🤖 AI Summary
This study addresses the limitations of existing video understanding benchmarks in handling the dense multimodal signals and commercial intent reasoning required by e-commerce short videos. To this end, the authors introduce E-VAds, the first multimodal large language model evaluation benchmark specifically designed for e-commerce short videos, comprising 3,961 high-quality videos and 19,785 open-ended question-answer pairs spanning five tasks across perception, cognition, and reasoning. They further propose MG-GRPO, a reinforcement learning training strategy based on a multi-granularity reward mechanism, which boosts commercial intent reasoning performance by 109.2% with only a few hundred training samples. The work also incorporates a multimodal information density evaluation framework and a multi-agent question-answer generation mechanism, significantly enhancing few-shot reasoning capabilities and demonstrating both the effectiveness of the benchmark and the superiority of the proposed approach.
📝 Abstract
E-commerce short videos represent a high-revenue segment of the online video industry characterized by a goal-driven format and dense multi-modal signals.
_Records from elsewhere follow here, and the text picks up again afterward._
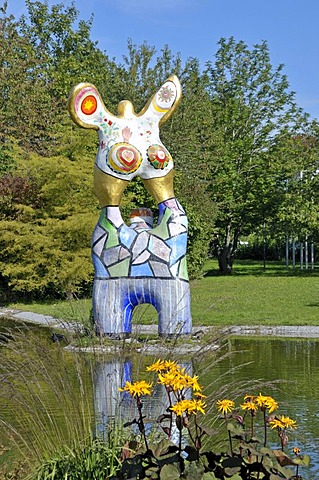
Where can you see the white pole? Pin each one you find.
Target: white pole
(312, 255)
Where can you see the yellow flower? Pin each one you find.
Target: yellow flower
(225, 406)
(193, 383)
(249, 405)
(162, 365)
(158, 366)
(200, 395)
(137, 388)
(276, 423)
(283, 422)
(189, 407)
(265, 402)
(167, 378)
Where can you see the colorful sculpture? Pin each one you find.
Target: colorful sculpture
(138, 263)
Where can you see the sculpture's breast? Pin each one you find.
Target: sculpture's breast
(131, 147)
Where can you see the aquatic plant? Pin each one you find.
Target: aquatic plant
(248, 458)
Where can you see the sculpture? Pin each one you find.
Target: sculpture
(137, 263)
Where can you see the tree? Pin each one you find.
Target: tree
(252, 108)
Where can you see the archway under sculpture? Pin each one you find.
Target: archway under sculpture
(136, 263)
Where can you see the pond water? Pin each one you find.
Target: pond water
(288, 370)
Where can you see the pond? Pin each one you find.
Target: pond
(287, 369)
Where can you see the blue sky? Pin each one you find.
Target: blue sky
(193, 28)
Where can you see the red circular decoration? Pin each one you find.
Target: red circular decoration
(89, 105)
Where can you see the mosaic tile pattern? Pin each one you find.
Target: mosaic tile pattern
(134, 265)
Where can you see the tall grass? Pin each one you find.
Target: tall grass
(46, 396)
(47, 399)
(250, 296)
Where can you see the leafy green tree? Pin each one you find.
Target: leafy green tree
(298, 215)
(46, 225)
(252, 108)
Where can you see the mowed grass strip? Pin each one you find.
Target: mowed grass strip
(250, 296)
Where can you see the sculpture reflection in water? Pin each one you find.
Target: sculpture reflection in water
(138, 263)
(110, 403)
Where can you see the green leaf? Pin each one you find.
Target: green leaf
(170, 472)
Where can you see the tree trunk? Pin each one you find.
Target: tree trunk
(226, 253)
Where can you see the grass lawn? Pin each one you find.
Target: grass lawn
(250, 296)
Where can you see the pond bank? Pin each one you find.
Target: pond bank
(290, 331)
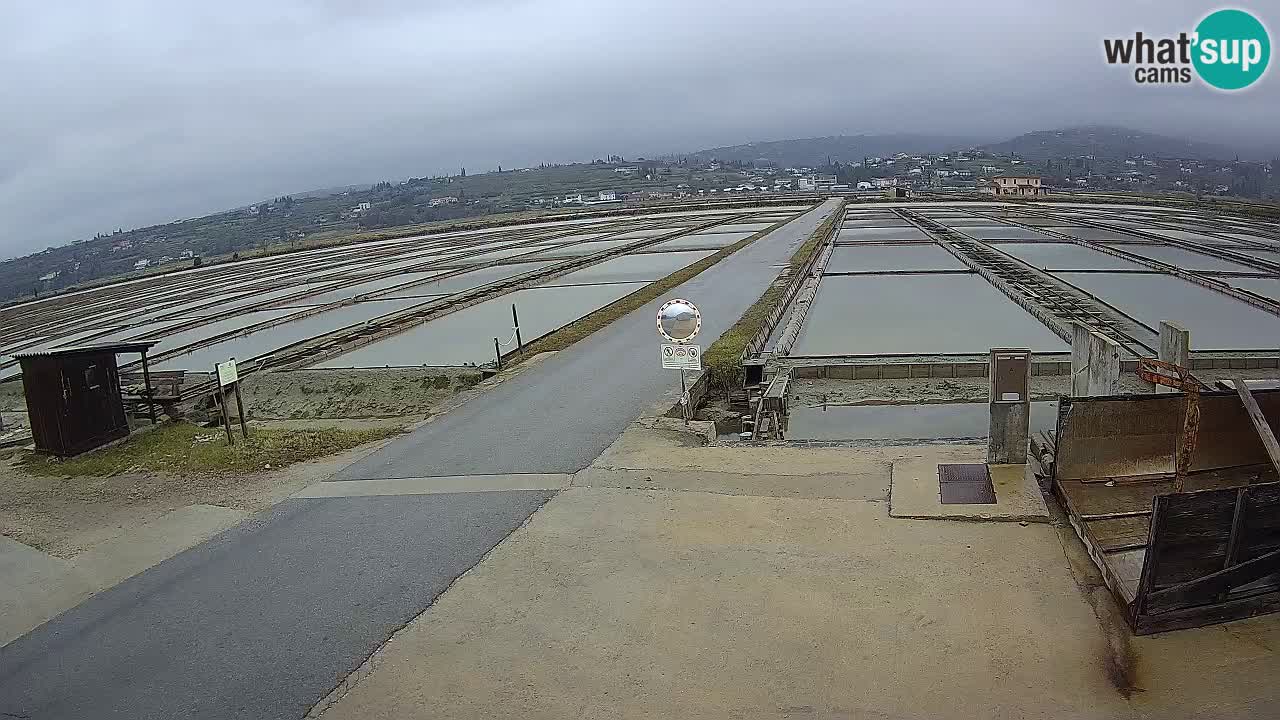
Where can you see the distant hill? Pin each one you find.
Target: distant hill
(1104, 141)
(813, 151)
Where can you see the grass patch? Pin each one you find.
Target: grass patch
(576, 331)
(186, 449)
(722, 361)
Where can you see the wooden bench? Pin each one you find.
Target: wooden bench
(165, 386)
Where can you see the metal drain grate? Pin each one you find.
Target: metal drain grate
(965, 484)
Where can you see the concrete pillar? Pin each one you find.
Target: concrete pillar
(1175, 346)
(1095, 363)
(1010, 404)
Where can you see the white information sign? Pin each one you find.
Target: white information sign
(681, 358)
(227, 373)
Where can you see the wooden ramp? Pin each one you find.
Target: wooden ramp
(1174, 559)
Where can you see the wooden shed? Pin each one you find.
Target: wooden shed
(73, 396)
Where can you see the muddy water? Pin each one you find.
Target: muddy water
(917, 314)
(952, 420)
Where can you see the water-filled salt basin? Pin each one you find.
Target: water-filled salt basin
(1004, 232)
(718, 240)
(917, 314)
(1216, 320)
(1188, 259)
(1065, 256)
(876, 235)
(259, 342)
(645, 267)
(1266, 287)
(1097, 235)
(878, 258)
(465, 337)
(950, 420)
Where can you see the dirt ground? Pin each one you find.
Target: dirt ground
(677, 579)
(353, 393)
(65, 515)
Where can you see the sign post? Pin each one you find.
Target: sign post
(679, 322)
(228, 381)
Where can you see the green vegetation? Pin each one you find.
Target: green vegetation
(186, 449)
(574, 332)
(722, 361)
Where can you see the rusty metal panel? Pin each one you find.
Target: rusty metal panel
(965, 484)
(1226, 433)
(1102, 437)
(73, 400)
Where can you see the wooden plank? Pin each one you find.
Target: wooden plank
(1125, 566)
(1093, 500)
(1260, 422)
(1202, 591)
(1159, 516)
(1120, 533)
(1207, 614)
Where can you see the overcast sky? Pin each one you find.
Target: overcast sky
(123, 114)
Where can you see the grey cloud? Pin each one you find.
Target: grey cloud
(119, 114)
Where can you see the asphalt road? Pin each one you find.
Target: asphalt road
(260, 621)
(558, 417)
(268, 618)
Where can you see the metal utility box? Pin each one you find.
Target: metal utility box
(1010, 376)
(1010, 372)
(73, 397)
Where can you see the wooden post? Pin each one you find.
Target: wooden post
(240, 408)
(1260, 422)
(515, 320)
(146, 384)
(1174, 347)
(227, 413)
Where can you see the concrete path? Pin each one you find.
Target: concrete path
(717, 589)
(561, 415)
(265, 619)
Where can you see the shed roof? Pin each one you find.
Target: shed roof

Current models often struggle with these videos because existing benchmarks focus primarily on general-purpose tasks and neglect the reasoning of commercial intent. In this work, we first propose a multi-modal information density assessment framework to quantify the complexity of this domain. Our evaluation reveals that e-commerce content exhibits substantially higher density across visual, audio, and textual modalities compared to mainstream datasets, establishing a more challenging frontier for video understanding. To address this gap, we introduce E-commerce Video Ads Benchmark (E-VAds), which is the first benchmark specifically designed for e-commerce short video understanding. We curated 3,961 high-quality videos from Taobao covering a wide range of product categories and used a multi-agent system to generate 19,785 open-ended Q&A pairs. These questions are organized into two primary dimensions, namely Perception and Cognition and Reasoning, which consist of five distinct tasks. Finally, we develop E-VAds-R1, an RL-based reasoning model featuring a multi-grained reward design called MG-GRPO. This strategy provides smooth guidance for early exploration while creating a non-linear incentive for expert-level precision. Experimental results demonstrate that E-VAds-R1 achieves a 109.2% performance gain in commercial intent reasoning with only a few hundred training samples.